Le THÉATRE DU RADEAU avait montré, il y a deux ans, un DOM JUAN bizarre mais intéressant. Est-ce le goulag qu’il a voulu suggérer dans ce second spectacle ? On pourrait le penser, car les phrases inintelligibles entendues ont en majorité des consonances russes. On a encore envie de parler d’une chose très intéressante. Ah ! Que le RADEAU n’est-il natif de Cracovie ! Venant seulement du MANS, quelles chances a-t-il ?
14.11.84 - La veille au soir, au joli Théâtre Municipal de Saint-Brieuc, j’ai enfin vu le QUAND J’AVAIS CINQ ANS JE M’AI TUÉ, du Théâtre Galion.
C’est, d’après une nouvelle anglo-saxonne d’Howard Buten, l’histoire d’un garçon de huit ans, qui est enfermé dans une clinique psychiatrique pour avoir tué la petite fille qu’il aime. Il ne se rend pas compte, bien sûr, qu’elle est morte, il la réclame, il ne comprend pas qu’elle ne vienne pas le voir, quand le docteur lui parle, il s’enferme dans le mutisme. C’est tendre, drôle, le thème n’est pas traité tragiquement. L’œuvre procède par touches légères, à l’Américaine. C’est tout à fait bien assumé par une troupe de bonne humeur.
15.11.84 - Dans un mauvais coin du CAC, histoire sans doute de faire toucher du doigt aux invités les possibilités multiples de l’édifice, le THÉATRE MANARF a présenté une jolie exhibition pour un homme et une femme appelées INTIMES INTIMES. L’intérêt réside dans les tout petits objets manipulés.
18.11.84 - Les rapports entre l’Égypte ancienne et le cosmos ont, de tous temps, fasciné les observateurs de cette civilisation. Les DARU ont imaginé avec « DISPARUS DANS LA LUMIÈRE TEMPS », un spectacle interstellaire qui se confond avec une descente du Nil en felouque. Ce sont des marionnettes « modernes ». Ils ont donc mis une technique contemporaine -y compris la vidéo- au service de leur entreprise, qui n’est pourtant jamais si belle que quand des petites figurines de profil (Égypte oblige) y sont très artisanalement déplacées manuellement, se découpant sur un vide étrange. Il faut souligner le rôle de Philippe Augrand : musique et espace sonore emplissent les oreilles, donnant aux spectateurs une plénitude d’impression, que les seuls éléments visuels ne leur auraient peut-être bien pas procurés.

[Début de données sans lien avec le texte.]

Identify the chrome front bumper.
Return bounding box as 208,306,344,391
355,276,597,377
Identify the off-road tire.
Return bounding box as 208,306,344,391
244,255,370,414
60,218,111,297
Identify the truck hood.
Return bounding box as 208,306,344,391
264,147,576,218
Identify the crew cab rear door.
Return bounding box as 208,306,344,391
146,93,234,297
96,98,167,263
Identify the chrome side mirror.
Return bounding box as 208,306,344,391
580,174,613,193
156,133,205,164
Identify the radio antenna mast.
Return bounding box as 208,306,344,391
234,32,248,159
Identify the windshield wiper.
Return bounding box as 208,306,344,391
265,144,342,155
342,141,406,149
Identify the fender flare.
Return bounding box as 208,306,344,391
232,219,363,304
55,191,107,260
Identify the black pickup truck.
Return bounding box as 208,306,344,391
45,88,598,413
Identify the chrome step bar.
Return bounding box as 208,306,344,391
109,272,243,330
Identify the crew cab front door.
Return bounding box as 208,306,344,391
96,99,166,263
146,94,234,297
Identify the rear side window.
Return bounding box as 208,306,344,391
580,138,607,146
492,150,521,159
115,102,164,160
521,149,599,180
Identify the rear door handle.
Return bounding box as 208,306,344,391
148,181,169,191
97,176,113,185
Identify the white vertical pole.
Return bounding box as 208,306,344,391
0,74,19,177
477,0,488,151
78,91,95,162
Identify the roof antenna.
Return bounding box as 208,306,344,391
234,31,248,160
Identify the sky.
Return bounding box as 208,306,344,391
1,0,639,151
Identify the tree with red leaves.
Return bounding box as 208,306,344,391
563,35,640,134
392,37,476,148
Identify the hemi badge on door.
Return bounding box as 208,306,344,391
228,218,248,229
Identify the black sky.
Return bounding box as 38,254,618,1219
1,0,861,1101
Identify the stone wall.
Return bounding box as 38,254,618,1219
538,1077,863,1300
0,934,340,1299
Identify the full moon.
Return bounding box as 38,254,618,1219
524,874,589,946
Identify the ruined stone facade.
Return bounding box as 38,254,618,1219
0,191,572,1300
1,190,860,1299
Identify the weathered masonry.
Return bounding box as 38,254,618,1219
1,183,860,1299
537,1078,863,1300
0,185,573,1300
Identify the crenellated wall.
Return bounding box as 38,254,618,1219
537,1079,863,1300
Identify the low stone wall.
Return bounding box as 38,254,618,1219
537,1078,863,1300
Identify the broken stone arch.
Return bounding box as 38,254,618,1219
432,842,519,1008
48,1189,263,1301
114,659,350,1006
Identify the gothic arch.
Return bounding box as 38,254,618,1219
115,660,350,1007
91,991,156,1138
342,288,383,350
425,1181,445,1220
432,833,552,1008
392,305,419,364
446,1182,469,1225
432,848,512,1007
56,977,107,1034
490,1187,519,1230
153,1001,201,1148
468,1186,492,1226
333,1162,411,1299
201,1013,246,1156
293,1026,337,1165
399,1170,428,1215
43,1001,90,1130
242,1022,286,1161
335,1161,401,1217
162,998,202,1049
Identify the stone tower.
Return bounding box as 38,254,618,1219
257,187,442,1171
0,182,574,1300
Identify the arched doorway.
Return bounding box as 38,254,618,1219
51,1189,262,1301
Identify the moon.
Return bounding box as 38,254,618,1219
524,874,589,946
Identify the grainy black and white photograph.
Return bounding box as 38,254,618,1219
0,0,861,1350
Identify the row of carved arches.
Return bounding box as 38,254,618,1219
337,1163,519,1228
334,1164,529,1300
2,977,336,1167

24.11.84 - PHOENIX - PARK correspond à la période où James Joyce cherchait à appréhender la réalité de l’au-delà de la conscience, utilisant des formes de langages en métamorphose permanente, aspirant « à recréer le monde en le délivrant », disait Roland Purnal, « de ce poids qu’est la vieille notion du temps. Au Théâtre du Quai de la Gare, hangar glacé qui ne doit pas être très rassurant le soir, deux filles pas belles éprouvent cette littérature avec par instants de beaux éclats, mais dans l’ensemble un phrasé irritant et un rythme sans concessions. L’absence absolue de programme m’empêche de citer un seul nom. (Renseignements pris, c’est monté et joué par Anne Zénour, avec H. Lassalle).